Он отрывисто кивнул и повел гостя в дом. Большую часть дома занимала огромная центральная зала. Высокий потолок из сухого тростника поддерживал в ней прохладу, узкие окна пропускали мало света. Пол был выложен половинками персиковых косточек, вцементированных в глину, смешанную с навозом, стены достигали чуть ли не метра в толщину.
На пороге Зуга остановился и захлопал глазами от удивления. Повсюду: на стенах, на стропилах в темных углах, на всех столах и стульях — висели и лежали самые неожиданные предметы.
Везде находились книги, тысячи книг, книги в матерчатых и кожаных переплетах, брошюры и журналы, атласы и энциклопедии. Было там оружие: зулусские ассегаи, щиты матабеле, бушменские луки с колчанами отравленных стрел и, разумеется, ружья — десятки ружей, установленных в пирамиды или просто прислоненных к стене. Были охотничьи трофеи: полосатая шкура зебры, темная львиная грива, изящно изогнутые рога бушбоков, клыки гиппопотамов и бородавочников, длинные желтые дуги слоновьих бивней толщиной с женское бедро и высотой в человеческий рост. И были камни, груды камней, сверкающих и искрящихся, пурпурные и зеленые кристаллы, металлические друзы, самородная медь краснее золота, лохматые пряди сырого асбеста — и все это свалено как попало и покрыто тонким слоем пыли.
В комнате пахло кожей, собаками и сыростью, прокисшим бренди и свежим скипидаром. Повсюду размещались подрамники с натянутыми холстами, на некоторых углем были сделаны наброски, другие стояли наполовину покрытые яркой масляной краской. На стенах висели законченные картины.
Зуга подошел поближе к одной из них, чтобы рассмотреть, а старик тем временем подышал на стаканы для вина и протер их полой рубашки.
— Ну как, что вы думаете о моих львах? — спросил он, когда Зуга рассматривал большое полотно под названием «Охота на львов на реке Гарьеп. Февраль 1846 года».
Майор одобрительно хмыкнул. Он и сам был немного художником, правда неважным, но считал долгом живописца дотошное и тщательное воспроизведение предмета, а в этих картинах каждая безыскусная черточка дышала простодушной, почти детской радостью. Цвета были веселыми и, как показалось Зуге, несколько неестественными, а перспектива — нарушенной. Фигура всадника с развевающейся бородой на заднем плане была намного крупнее стаи львов, изображенной спереди. И все-таки молодой Баллантайн понял, что это странное творение имеет значительную ценность. Картрайт однажды заплатил за причудливый пейзаж десять гиней. Зуга полагал, что это всего лишь модный каприз, охвативший светское общество колонии.
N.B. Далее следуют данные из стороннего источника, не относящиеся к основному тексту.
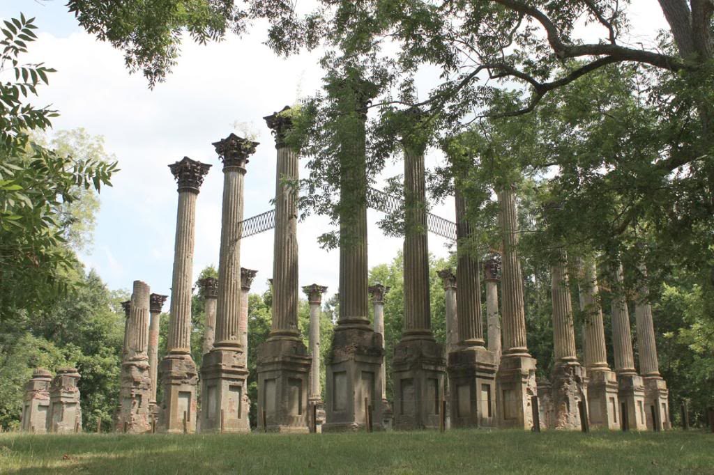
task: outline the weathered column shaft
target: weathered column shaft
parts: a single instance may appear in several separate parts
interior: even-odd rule
[[[404,148],[404,330],[431,334],[429,250],[423,150]]]
[[[563,253],[563,259],[565,259]],[[550,267],[553,295],[553,337],[556,362],[575,361],[575,335],[573,326],[573,307],[568,288],[567,264],[560,260]]]
[[[458,308],[458,338],[461,346],[483,347],[483,321],[481,319],[481,290],[478,260],[465,252],[463,240],[471,235],[466,218],[466,201],[458,187],[455,193],[456,202],[456,280],[460,291],[456,293]],[[460,249],[461,248],[461,249]]]
[[[583,282],[579,286],[580,311],[585,313],[585,362],[588,371],[609,370],[605,344],[605,325],[603,311],[597,300],[598,293],[595,261],[584,260],[582,264]]]
[[[296,337],[298,330],[298,156],[290,147],[278,147],[273,259],[272,333]]]
[[[518,221],[515,192],[511,188],[499,191],[498,203],[503,242],[501,276],[503,353],[527,354],[523,275],[516,249],[518,243]]]
[[[615,353],[615,370],[618,374],[635,373],[635,358],[632,349],[630,313],[623,287],[623,268],[619,265],[613,272],[617,292],[612,301],[613,349]]]

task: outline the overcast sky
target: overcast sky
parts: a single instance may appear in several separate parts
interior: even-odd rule
[[[86,34],[64,3],[3,0],[0,17],[20,11],[36,16],[39,39],[30,45],[26,59],[44,61],[58,71],[51,75],[49,86],[39,89],[36,101],[59,111],[54,129],[84,127],[103,136],[106,149],[119,161],[121,171],[113,178],[113,188],[101,193],[93,250],[81,258],[111,289],[130,289],[132,281],[141,280],[152,292],[168,295],[178,195],[167,165],[183,156],[213,165],[198,198],[195,277],[206,265],[217,267],[218,260],[223,173],[211,143],[231,132],[241,135],[246,126],[258,134],[261,145],[247,166],[244,215],[271,209],[276,151],[261,118],[321,86],[319,53],[276,58],[262,44],[266,29],[258,24],[242,38],[231,35],[205,46],[185,42],[166,82],[149,91],[142,76],[127,72],[122,53]],[[633,0],[632,11],[630,42],[650,45],[664,26],[658,3]],[[420,78],[420,91],[433,85],[432,77],[426,71]],[[427,166],[441,160],[430,153]],[[301,173],[306,173],[304,168]],[[391,164],[383,178],[399,173],[401,164]],[[453,200],[435,205],[433,213],[453,220]],[[382,235],[375,224],[381,217],[375,211],[368,215],[370,267],[389,262],[402,246],[401,239]],[[320,217],[298,224],[299,269],[301,285],[327,285],[331,294],[337,291],[338,252],[321,250],[316,240],[328,229]],[[447,244],[429,236],[435,255],[448,255]],[[248,238],[241,246],[241,265],[258,271],[253,290],[262,292],[272,275],[273,233]]]

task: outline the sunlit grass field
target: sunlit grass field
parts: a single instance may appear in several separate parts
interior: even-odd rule
[[[0,435],[0,473],[714,474],[714,434]]]

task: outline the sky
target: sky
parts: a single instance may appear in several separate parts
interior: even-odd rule
[[[321,85],[319,52],[278,58],[263,44],[266,28],[257,24],[250,34],[229,35],[207,46],[185,41],[178,65],[165,83],[149,90],[141,74],[130,74],[121,51],[84,32],[63,0],[3,0],[0,18],[22,11],[36,16],[39,39],[29,46],[28,62],[44,61],[57,72],[49,86],[39,89],[36,105],[51,105],[60,116],[54,130],[84,128],[101,136],[105,149],[116,156],[121,171],[113,186],[101,190],[94,244],[80,258],[95,269],[109,288],[131,288],[136,280],[151,291],[169,295],[178,194],[168,165],[184,156],[213,165],[196,205],[195,277],[206,265],[218,267],[223,184],[221,164],[211,143],[231,133],[246,131],[261,143],[247,165],[244,217],[271,209],[275,193],[275,143],[261,118],[309,96]],[[633,45],[653,44],[665,26],[654,0],[633,0],[630,19]],[[597,35],[593,27],[585,35]],[[420,91],[436,83],[433,71],[418,78]],[[442,164],[443,156],[431,150],[426,166]],[[301,173],[307,174],[306,160]],[[398,163],[389,164],[382,178],[401,173]],[[453,199],[433,203],[432,213],[454,220]],[[371,210],[370,267],[390,262],[402,248],[402,240],[383,236],[376,226],[383,218]],[[317,237],[330,230],[328,220],[311,216],[298,225],[299,285],[317,283],[337,292],[338,252],[320,248]],[[253,291],[262,292],[272,277],[273,232],[247,238],[241,242],[242,267],[258,270]],[[429,235],[429,250],[447,257],[449,242]],[[168,306],[165,308],[168,310]]]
— Говорят, что мои львы похожи на английских овчарок, — сердито взглянул на них Харкнесс. — А вы как думаете, Баллантайн?
— Возможно, — начал Зуга, но заметил, что старик переменился в лице. — Но на ужасно свирепых овчарок! — поспешно добавил он, и Харкнесс впервые громко рассмеялся:
— Ей-Богу, из вас выйдет толк!
Старик покачал головой и до половины наполнил стаканы «Кейп смоук» — темно-коричневым местным бренди страшноватого вида. Один стакан он протянул Зуге.
— Мне нравятся люди, которые высказывают все, что у них на уме. Будь прокляты все лицемеры. — Он поднял стакан, давая понять, что произносит тост. — Особенно лицемерные попы, которые ни в грош не ставят ни Бога, ни правду, ни своих товарищей.
Зуге почудилось, что он знает, о ком говорит Харкнесс.
— Будь они прокляты! — согласился майор. Напиток обжег горло и ударил в голову, у него перехватило дыхание, но он ухитрился не подать виду.
— Добро, — хрипло сказал Харкнесс Он большим пальцем вытер серебристые усы, сначала левый, потом правый, и спросил: — Зачем пожаловал?
— Хочу найти отца и подумал, может, вы подскажете, где его искать.
— Найти отца? — прорычал старик. — Нам надо Бога благодарить, что Фуллер Баллантайн пропал, и каждый день молиться, чтобы он оставался там, где есть.
— Я понимаю ваши чувства, сэр, — кивнул Зуга. — Я читал книгу, которая вышла после экспедиции на Замбези.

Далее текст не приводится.